The One-Room Schoolhouse
By: Varshni Murali
Exteriors and Interiors
- The schools were extremely simple in structure. Some schools were built using sod. However, they were extremely expensive to maintain, and this lead to the deterioration of one-room schoolhouses as the people living in rural areas dwindled.
- The water pump and restrooms were located outside the building, so to make use of either of these facilities the students had to venture outside.
- One-room schoolhouses were usually painted white. White paint was inexpensive when compared to other colors, and the farmers had little money to spare.
- Children of ages 5-16 attended one-room schoolhouses.
- Many children were unable to attend school on a regular basis. They had many responsibilities at home, and often had to help out on the farms.
- Some schools offered a high school education, while others sent children to public high schools after the students had attained their eight grade diplomas.
- One-room schoolhouses had three main subjects- reading, arithmetic, and writing.
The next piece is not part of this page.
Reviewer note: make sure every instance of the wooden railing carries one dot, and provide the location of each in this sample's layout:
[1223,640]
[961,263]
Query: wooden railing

Writing was also known as penmanship.
- The schools were required to follow the state curriculum.
- The teachers were young, unmarried ladies. Some teachers were as young as seventeen. The teachers had to have good morals and go to church. They were required to teach all eight grades.
- At school, children learned responsibility and respect. Patriotism was also a major part of the curriculum. Children were taught how to be good citizens and benefit their communities in positive ways.